Patient involvement is vital especially in the concept elicitation stage of PROM development. This is done by undertaking focus groups/interviews to generate items that reflect concerns of patients. To develop a PROM specifically for POP, it is advisable to recruit patients from such a population, to ensure items of a PROM mirrors the patient experience and are relevant and comprehensive. Furthermore, cognitive interviews are fundamental in broadening patient involvement.
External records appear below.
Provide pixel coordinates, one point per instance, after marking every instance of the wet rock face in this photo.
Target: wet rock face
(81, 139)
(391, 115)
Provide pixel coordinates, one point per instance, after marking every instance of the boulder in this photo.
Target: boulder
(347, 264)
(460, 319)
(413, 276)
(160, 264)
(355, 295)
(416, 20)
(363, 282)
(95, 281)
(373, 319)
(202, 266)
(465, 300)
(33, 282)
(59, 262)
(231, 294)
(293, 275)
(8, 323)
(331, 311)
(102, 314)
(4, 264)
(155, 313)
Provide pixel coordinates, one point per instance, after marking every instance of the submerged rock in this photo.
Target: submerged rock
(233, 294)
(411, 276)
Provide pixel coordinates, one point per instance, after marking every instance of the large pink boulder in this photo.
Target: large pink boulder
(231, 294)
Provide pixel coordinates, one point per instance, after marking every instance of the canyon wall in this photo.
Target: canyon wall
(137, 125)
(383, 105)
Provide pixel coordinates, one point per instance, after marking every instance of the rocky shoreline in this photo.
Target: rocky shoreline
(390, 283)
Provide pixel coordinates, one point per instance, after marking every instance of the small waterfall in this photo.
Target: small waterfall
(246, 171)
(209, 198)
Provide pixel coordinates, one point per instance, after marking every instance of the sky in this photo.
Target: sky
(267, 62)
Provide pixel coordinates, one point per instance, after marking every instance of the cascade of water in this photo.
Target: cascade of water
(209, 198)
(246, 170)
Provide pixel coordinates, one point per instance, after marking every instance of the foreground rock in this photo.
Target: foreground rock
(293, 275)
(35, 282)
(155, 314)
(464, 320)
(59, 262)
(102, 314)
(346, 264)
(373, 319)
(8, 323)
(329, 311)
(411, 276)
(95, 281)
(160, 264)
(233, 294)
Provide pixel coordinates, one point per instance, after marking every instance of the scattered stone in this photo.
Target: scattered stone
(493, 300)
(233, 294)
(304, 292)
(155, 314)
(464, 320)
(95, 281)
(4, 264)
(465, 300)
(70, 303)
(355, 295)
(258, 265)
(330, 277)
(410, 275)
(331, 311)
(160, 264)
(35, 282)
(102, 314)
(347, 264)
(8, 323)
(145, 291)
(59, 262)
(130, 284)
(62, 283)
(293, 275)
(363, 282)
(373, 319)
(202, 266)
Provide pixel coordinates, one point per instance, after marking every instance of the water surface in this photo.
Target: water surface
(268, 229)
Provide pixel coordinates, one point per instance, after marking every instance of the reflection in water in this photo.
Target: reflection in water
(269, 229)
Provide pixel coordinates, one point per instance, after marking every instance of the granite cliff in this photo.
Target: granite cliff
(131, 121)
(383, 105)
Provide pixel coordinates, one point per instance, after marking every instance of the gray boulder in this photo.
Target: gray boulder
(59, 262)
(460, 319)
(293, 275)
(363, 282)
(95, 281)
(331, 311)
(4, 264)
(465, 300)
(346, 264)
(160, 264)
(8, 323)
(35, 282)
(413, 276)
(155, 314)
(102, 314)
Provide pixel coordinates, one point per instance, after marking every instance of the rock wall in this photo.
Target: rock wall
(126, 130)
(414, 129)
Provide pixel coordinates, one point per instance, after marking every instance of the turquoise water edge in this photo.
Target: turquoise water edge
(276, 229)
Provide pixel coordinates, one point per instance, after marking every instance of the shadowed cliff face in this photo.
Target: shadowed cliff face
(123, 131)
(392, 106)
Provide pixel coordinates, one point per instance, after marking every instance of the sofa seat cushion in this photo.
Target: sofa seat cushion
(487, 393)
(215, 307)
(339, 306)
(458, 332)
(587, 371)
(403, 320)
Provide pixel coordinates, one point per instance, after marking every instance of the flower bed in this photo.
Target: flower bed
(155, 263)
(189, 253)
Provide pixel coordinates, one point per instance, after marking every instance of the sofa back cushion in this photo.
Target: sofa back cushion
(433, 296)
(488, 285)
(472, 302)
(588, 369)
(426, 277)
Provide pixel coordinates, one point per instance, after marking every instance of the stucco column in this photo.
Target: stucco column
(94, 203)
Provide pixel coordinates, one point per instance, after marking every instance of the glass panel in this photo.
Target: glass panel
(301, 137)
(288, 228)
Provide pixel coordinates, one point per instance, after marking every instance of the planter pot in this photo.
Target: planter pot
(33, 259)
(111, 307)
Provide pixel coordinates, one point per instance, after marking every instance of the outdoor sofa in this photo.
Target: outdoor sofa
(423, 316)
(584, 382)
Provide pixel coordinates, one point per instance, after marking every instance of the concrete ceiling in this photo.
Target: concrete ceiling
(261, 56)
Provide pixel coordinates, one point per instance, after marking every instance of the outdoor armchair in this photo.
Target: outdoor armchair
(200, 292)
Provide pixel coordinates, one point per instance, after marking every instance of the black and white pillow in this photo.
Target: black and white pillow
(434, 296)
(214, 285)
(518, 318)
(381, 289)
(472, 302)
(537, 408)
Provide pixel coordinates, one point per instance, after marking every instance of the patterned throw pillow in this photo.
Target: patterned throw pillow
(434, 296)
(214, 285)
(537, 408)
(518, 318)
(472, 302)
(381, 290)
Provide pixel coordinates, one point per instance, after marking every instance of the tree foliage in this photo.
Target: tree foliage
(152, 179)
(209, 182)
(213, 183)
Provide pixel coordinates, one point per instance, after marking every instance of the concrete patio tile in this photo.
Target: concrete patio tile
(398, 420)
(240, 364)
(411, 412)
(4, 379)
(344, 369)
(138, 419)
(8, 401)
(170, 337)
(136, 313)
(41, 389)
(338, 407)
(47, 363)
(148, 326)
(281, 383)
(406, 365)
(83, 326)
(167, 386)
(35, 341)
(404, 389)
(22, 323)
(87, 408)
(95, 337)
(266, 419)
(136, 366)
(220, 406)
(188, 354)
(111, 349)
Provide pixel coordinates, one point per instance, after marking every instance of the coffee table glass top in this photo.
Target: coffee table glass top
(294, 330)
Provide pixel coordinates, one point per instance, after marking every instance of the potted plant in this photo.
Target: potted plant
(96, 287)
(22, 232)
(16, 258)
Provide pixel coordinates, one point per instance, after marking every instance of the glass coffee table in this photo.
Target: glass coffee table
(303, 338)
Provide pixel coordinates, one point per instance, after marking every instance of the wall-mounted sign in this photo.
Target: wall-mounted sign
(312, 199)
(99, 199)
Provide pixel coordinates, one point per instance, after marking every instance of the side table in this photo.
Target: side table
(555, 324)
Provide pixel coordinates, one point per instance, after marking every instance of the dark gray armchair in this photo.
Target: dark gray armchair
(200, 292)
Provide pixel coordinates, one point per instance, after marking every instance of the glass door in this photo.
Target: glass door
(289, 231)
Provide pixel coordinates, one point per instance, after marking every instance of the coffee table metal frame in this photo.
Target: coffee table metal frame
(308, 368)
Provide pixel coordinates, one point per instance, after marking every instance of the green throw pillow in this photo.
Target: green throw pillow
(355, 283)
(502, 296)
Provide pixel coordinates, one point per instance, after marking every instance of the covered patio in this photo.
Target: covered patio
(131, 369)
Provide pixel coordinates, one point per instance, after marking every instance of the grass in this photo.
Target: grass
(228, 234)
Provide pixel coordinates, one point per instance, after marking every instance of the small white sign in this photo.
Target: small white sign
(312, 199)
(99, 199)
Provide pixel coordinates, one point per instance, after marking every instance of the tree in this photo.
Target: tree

Only 3/7 PROMs included cognitive interviews, thus it is not known whether patients experienced any challenges with the questionnaire or whether item modification was necessary in the remaining 4 PROMs. This means essential information may be missing or inaccurate.
While there are recommendations for assessing content validity during the development of new PROMs, this review supports previous literature highlighting poor reporting of qualitative research. As a minimum, PROM development should include a literature review, concept elicitation reviews or focus groups, data analysis, item generation and cognitive interviews.
Previous systematic reviews by CHORUS have highlighted the inconsistency and variations of outcome reporting in women with POP, as 34 different PROMs to measure QoL were identified. This study was carried out as part of a wider project to establish COS and COMS to reduce heterogeneity of outcome reporting in trials.
Concluding message
This review has shown gaps in quality of evidence around content validity of common QoL instruments used in women with POP (epAQ-PF, ICIQ-VS, IIQ, P-QoL, PFDI, PFIQ and UDI). There is an urgent need for adequate development and validation of PROMs. Researchers should consider using robust methodology. Content validity is the first measurement property to consider when selecting a PROM, and this study has illustrated that it is under investigated in patients with POP. These findings may contribute to the wider development of COS and COMS in POP to improve quality in research and clinical practice.